Penn State football coach and campus legend Joe Paterno was fired last night after failing to report a series of child abuses. Jerry Sandusky, Penn State’s defensive coordinator, was arrested on charges of molesting eight boys who had been a part of a charity he had established for troubled youths. But despite knowledge of these crimes, Joe Paterno did nothing to bring them to light.
The board of 20 Trustees fired Joe Paterno just 3 games shy of his 46th season because “it was necessary to make a change in leadership and set a course in a new direction.” Being such an iconic figure in Penn State football, the campus was set ablaze and students and alumni alike moved to Facebook, Twitter and other social media sites to vent their frustrations and appraisals. Many plead with other Paterno supporters not to riot on campus.

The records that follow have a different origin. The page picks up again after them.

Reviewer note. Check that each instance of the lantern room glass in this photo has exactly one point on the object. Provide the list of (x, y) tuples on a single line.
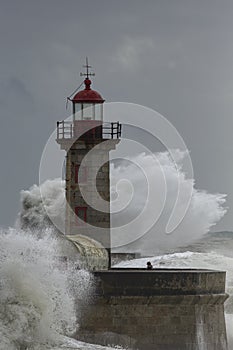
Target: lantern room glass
[(88, 111)]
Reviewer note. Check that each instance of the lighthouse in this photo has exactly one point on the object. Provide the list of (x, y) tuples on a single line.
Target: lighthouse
[(88, 140)]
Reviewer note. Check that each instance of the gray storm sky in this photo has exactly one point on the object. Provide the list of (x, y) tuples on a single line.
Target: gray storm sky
[(175, 56)]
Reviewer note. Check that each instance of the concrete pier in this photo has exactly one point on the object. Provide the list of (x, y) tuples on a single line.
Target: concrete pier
[(160, 309)]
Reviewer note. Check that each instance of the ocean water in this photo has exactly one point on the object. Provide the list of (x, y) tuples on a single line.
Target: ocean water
[(212, 251), (42, 296), (38, 309)]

Affectionately referred to as “Joe Pa,” he held an NCAA-record of 409 games and two national titles. Many throughout the world of college athletics had thought him untouchable and were fairly surprised that he was not allowed to say goodbye at the Nittany Lions’ final home game of the season.
As the news spread throughout social media sites and became viral, many key facts were left out. This omission of detail on sources like Twitter which limit “tweets” to 140 characters caused many to be unaware of the whole story. One such fan was Ashton Kutcher who tweeted, “How do you fire Joe Pa?” But once brought up on the situation as to why the coach was being let go, Ashton quickly deleted that tweet and instead tweeted:
For someone who has over 8 million followers and a reputation to uphold, this blunder was titanic.
But this case of overreacting on social media, without knowing all the facts, is not unique to this event. Social Media has changed our society and culture as it allows for instant communication. But this instantaneous medium is a double-edged sword. While allowing us to share ideas in real-time and around the globe, it also prompts instant reactions which are not constructive to the conversation. No longer do we take the time to think on an issue and do a little bit of research to figure out the context and all the facts surrounding it. Instead, when we see something that we disagree with on the surface, we respond immediately and sometimes forcefully; then move on to the next, never having taken the time to study the issue. This makes us look foolish and ignorant and contributes nothing productive to the conversation.
While social media presents a unique opportunity to communicate more effectively with each other, we should take the time to study the facts of an issue before succumbing to the temptation to tweet out a knee-jerk reaction.